When two people decide, whether they’re married or not, to buy a home, they’re probably considering what a great idea it is. If later, they rethink the decision and determine to go their separate ways, simply deeding the home to the remaining person may not solve the potential liabilities.
In the case of a marriage, the divorce court can determine who can live in the home and who is responsible for the payments and upkeep and even which party gets title to the home. What the court cannot change are the terms of the loan which is a contract between the lender and borrower at the time the mortgage was made when the parties were still married.
When two people originate a mortgage, both people remain “jointly and severally” liable for the loan. Regardless of any mutual agreement between the parties or even a court decision, the lender still holds both parties who originally signed the note liable and can come after both or either if there is a default.

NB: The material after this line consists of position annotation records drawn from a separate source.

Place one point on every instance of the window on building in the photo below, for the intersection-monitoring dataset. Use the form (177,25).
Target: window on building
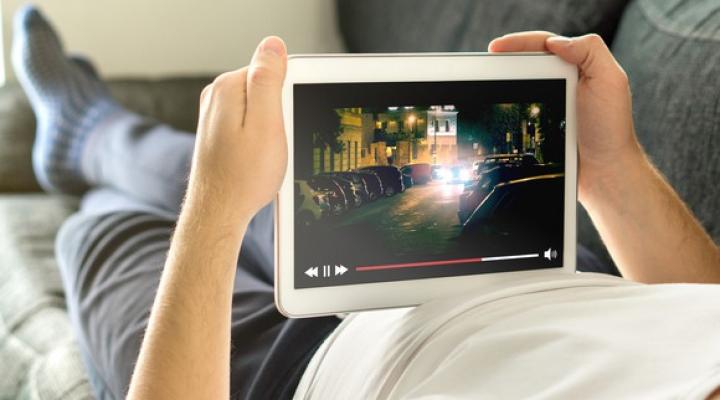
(355,164)
(349,146)
(317,154)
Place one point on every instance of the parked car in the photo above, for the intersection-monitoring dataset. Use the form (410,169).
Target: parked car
(498,159)
(390,176)
(360,187)
(310,205)
(336,195)
(421,173)
(373,183)
(522,208)
(353,193)
(407,180)
(475,192)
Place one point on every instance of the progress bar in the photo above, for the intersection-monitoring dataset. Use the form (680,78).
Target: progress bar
(444,262)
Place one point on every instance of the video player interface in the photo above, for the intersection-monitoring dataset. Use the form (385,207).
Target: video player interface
(412,180)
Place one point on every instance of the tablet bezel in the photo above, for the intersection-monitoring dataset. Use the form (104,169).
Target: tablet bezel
(421,67)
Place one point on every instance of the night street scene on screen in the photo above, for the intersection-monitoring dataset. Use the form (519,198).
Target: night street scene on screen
(390,185)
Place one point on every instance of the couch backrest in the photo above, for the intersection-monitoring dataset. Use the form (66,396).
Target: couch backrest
(671,52)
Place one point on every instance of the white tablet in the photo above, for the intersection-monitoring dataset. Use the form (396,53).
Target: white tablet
(415,176)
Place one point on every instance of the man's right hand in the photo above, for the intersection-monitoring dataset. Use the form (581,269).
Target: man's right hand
(651,235)
(606,137)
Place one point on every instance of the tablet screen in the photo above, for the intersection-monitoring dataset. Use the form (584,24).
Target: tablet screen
(410,180)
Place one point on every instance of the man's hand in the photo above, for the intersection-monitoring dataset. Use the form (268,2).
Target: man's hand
(606,137)
(650,233)
(241,150)
(238,165)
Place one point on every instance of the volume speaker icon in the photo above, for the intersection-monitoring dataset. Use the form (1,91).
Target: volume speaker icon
(550,254)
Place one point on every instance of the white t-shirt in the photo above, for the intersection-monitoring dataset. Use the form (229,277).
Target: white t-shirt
(563,336)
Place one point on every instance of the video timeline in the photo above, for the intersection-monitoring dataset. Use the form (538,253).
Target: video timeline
(392,183)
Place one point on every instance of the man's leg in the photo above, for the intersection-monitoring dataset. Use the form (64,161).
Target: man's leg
(111,254)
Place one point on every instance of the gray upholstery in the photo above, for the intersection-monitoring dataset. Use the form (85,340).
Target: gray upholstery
(169,100)
(39,358)
(670,50)
(378,26)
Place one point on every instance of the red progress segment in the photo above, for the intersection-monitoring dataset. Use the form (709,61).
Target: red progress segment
(442,262)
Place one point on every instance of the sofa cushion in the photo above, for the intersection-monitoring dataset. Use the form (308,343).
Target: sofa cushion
(38,354)
(173,101)
(377,26)
(670,50)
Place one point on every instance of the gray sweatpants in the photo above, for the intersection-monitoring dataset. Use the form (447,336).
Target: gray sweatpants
(111,254)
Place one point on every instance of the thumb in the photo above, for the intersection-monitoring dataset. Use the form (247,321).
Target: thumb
(266,74)
(588,52)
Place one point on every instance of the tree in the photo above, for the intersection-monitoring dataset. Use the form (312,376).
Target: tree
(327,129)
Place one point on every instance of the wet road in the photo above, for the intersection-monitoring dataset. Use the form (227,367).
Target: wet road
(423,217)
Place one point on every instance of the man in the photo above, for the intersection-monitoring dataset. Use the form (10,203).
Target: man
(213,331)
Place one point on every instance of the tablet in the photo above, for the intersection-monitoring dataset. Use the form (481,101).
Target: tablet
(415,176)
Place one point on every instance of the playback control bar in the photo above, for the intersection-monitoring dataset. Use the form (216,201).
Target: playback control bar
(333,270)
(326,271)
(549,254)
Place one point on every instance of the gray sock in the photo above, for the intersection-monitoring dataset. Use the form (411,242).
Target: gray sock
(68,99)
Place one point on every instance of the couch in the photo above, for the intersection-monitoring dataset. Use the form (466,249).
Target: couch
(669,48)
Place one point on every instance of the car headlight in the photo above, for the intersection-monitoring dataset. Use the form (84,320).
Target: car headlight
(444,174)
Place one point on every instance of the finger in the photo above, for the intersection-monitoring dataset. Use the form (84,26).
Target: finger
(225,98)
(520,41)
(588,52)
(266,74)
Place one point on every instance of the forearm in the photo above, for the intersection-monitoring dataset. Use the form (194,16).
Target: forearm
(185,354)
(650,233)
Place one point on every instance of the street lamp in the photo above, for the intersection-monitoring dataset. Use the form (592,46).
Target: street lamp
(534,110)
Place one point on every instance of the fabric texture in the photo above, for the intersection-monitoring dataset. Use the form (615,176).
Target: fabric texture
(39,357)
(607,338)
(171,100)
(67,96)
(379,26)
(670,50)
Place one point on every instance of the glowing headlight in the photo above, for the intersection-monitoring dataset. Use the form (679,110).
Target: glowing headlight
(444,174)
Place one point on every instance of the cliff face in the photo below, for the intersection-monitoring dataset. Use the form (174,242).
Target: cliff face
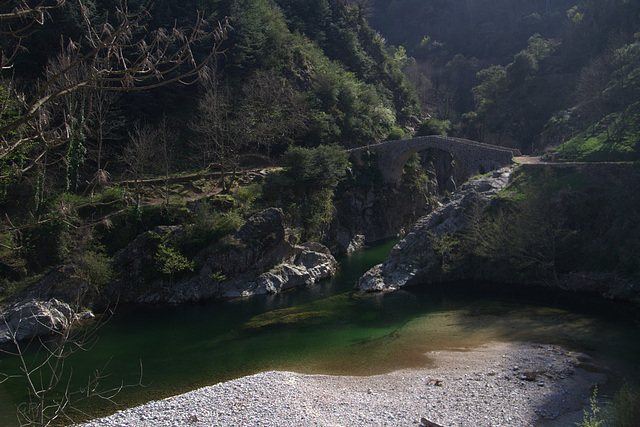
(369,211)
(413,260)
(568,226)
(258,259)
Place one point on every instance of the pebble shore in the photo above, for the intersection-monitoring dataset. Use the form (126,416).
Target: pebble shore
(499,384)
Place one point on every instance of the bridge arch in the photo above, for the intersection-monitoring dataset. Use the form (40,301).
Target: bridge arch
(476,157)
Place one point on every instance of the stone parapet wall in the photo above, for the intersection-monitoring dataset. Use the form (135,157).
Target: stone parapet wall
(476,157)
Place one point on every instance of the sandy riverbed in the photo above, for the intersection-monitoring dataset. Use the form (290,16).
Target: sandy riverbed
(498,384)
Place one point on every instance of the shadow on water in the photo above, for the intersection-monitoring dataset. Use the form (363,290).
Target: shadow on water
(330,329)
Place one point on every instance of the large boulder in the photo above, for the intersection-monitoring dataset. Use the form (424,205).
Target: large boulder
(258,259)
(29,318)
(414,260)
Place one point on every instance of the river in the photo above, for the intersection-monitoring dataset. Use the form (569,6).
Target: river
(329,329)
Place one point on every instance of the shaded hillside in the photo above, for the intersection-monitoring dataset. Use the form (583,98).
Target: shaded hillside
(500,71)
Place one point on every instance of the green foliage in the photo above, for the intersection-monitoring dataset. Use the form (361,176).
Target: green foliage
(414,176)
(396,133)
(97,268)
(591,417)
(624,408)
(449,248)
(9,288)
(209,227)
(433,127)
(315,168)
(603,142)
(312,175)
(172,261)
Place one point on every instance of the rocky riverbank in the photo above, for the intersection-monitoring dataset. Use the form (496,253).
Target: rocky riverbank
(414,259)
(506,384)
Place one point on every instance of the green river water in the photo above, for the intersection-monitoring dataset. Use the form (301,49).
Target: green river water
(329,329)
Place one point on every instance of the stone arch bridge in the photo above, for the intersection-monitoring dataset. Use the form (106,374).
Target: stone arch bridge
(476,157)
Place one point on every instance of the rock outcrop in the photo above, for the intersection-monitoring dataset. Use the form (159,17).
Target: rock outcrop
(29,318)
(258,259)
(413,259)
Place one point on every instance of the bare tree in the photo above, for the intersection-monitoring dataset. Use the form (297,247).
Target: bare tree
(215,140)
(118,55)
(138,154)
(51,396)
(111,56)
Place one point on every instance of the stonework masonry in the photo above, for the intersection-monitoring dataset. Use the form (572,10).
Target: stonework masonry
(477,157)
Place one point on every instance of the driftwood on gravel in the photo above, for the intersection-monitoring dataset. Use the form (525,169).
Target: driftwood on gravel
(427,423)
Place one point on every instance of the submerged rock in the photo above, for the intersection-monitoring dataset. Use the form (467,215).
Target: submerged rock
(413,259)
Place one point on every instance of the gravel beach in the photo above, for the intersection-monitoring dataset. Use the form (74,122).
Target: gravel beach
(498,384)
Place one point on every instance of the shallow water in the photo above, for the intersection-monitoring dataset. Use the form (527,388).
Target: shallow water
(330,329)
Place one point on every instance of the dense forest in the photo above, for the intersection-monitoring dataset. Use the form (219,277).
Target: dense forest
(149,135)
(99,96)
(526,74)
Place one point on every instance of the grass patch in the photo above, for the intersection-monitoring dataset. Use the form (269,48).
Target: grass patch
(616,138)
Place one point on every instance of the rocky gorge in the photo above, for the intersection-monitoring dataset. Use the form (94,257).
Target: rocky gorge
(259,259)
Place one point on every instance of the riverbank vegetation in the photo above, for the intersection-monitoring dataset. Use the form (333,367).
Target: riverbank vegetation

Deeding one’s rights to the property conveys title but it doesn’t affect the note.
Two solutions to the issue would be the following:
- Sell the property to a third party, pay off the existing mortgage, and divide the equity according to the divorce decree or mutual agreement.
- Refinance the home in the remaining party’s name only.If the divorce didn’t remove the spouse’s name from the deed, it will need to be done at this time.Depending on the terms of the divorce, there may need to be a cash settlement to the spouse when the equity is realized.
Some people may not become aware of this type of problem until years later when they might want to sell the property. A situation like this involves legal rights and a person should consider legal advice.